Power Spectral Density Estimation via Universal Truncated Order Statistics Filtering

David Campos Anchieta, John R. Buck

公開日: 2025/9/19

Abstract

Loud transient signals in underwater acoustic data increase the bias and variance of background noise power spectral density (PSD) estimates based on sample mean. Recently, two PSD estimators mitigated the loud transient impact on PSD estimates by applying order statistics filtering (OSF).
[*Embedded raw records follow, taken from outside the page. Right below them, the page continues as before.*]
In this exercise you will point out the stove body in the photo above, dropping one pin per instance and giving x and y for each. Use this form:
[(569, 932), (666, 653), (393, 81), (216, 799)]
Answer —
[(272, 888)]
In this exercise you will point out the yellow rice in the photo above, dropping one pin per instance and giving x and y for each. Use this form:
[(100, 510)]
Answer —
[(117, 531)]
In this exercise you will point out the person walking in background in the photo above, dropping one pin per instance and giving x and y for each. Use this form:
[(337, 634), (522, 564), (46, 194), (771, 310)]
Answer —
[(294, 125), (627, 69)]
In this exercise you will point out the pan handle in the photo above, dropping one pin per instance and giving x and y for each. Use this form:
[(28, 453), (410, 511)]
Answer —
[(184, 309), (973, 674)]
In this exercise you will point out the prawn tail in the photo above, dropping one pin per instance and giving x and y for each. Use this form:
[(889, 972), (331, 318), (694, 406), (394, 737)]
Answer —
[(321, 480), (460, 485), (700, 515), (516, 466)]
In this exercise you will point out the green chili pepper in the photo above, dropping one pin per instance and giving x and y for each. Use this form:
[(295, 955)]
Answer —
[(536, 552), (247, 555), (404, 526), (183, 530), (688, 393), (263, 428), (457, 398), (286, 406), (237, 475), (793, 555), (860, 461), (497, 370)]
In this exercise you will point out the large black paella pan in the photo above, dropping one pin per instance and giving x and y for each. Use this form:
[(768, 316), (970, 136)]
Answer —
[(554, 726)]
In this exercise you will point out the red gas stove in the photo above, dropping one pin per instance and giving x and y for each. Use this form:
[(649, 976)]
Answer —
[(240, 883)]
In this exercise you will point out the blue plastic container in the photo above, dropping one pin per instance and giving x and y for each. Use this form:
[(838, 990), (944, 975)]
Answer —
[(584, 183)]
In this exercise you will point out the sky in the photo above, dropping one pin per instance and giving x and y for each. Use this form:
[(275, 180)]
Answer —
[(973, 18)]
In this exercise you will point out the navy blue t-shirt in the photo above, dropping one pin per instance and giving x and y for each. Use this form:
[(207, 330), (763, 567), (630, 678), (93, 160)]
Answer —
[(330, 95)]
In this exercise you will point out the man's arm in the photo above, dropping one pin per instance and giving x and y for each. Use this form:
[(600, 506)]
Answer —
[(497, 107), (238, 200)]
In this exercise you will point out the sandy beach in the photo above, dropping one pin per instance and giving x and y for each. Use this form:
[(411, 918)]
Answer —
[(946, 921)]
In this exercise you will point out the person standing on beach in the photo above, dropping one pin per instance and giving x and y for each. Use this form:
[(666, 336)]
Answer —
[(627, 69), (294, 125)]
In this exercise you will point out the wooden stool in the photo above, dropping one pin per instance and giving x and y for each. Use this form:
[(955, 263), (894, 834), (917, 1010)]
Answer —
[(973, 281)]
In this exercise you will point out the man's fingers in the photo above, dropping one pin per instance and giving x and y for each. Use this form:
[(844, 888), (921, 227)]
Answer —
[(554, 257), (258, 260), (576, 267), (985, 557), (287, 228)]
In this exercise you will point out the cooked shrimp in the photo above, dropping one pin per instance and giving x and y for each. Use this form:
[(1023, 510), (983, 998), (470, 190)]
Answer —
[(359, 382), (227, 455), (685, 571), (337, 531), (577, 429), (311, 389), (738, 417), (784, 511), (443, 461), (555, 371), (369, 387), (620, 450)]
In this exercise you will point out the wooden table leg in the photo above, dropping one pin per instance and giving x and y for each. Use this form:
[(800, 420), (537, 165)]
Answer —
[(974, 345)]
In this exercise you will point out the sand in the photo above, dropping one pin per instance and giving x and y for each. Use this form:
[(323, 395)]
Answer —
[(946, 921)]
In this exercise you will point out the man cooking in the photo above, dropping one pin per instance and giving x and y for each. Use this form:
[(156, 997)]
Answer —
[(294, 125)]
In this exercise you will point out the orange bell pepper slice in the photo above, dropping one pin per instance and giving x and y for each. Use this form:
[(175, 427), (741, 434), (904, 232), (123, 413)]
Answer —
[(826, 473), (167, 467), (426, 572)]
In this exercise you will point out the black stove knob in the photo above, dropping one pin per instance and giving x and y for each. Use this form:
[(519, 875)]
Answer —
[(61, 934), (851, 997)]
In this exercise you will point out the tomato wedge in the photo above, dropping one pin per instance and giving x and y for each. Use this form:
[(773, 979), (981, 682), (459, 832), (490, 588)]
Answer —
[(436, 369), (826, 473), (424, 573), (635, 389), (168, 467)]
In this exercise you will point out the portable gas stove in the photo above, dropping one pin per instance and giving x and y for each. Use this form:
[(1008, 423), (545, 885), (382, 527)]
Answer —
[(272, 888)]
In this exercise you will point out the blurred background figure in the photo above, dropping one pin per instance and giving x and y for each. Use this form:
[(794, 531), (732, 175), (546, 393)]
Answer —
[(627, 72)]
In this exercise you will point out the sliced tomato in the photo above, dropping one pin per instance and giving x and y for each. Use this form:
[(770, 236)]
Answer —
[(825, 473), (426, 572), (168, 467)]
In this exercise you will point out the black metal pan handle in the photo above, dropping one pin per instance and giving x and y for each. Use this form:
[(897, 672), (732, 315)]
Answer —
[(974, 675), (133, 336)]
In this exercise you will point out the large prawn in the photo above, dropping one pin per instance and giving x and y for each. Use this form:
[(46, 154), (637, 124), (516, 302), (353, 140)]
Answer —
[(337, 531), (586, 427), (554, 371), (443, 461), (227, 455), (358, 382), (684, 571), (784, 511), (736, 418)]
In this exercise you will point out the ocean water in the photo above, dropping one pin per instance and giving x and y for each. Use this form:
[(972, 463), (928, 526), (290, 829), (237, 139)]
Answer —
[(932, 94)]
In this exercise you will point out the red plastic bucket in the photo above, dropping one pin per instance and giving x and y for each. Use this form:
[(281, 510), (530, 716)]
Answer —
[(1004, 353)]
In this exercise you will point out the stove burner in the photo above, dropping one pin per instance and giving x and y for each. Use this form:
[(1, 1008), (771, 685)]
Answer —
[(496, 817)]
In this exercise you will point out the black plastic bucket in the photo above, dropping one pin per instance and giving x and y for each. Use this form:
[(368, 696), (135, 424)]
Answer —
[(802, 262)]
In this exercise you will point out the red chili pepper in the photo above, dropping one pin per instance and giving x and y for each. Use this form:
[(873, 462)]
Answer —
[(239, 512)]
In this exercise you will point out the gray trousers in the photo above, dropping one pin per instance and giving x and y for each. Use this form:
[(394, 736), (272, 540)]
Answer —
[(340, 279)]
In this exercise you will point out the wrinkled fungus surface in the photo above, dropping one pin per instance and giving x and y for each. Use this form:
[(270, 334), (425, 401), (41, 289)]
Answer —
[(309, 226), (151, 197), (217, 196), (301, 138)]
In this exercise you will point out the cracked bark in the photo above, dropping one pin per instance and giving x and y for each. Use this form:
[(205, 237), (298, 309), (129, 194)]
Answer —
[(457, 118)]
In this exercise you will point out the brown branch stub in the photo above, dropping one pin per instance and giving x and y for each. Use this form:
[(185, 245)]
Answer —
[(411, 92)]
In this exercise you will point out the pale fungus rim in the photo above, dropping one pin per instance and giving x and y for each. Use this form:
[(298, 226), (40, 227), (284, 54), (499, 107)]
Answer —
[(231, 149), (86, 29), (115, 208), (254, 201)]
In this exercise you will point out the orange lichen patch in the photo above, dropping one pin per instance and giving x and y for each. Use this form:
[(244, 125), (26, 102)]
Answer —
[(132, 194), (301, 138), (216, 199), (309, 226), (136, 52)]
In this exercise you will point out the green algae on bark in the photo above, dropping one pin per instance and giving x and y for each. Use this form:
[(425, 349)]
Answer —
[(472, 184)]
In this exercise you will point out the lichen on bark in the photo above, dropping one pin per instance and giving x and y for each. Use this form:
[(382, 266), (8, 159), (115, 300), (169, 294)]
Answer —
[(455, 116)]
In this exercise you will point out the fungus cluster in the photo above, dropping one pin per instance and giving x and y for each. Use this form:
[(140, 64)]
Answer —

The first, the Schwock and Abadi Welch Percentile, scales a single rank order statistic (OS) of consecutive periodograms. The second, the truncated linear order statistics filter, is a weighted sum of OS up to a chosen rank. In order to minimize variance, both OSFs must carefully choose the highest rank that still eliminates the loud transients. However, in real-time applications in dynamic environments, loud transients occur at unpredictable rates, requiring dynamic adjustment of the OSF ranks to keep low bias and variance. To circumvent the challenges of real-time rank selection, this paper proposes a convex sum of OSFs across ranks with blending weights that are sequentially adjusted to favor the lowest variance OSFs over a recent time window. The performance of the blended sum provably approaches the performance of the best fixed rank OSF. Simulations and real data confirm the blended OSFs effectively filter loud transients out of spectrograms without explicitly choosing a threshold rank.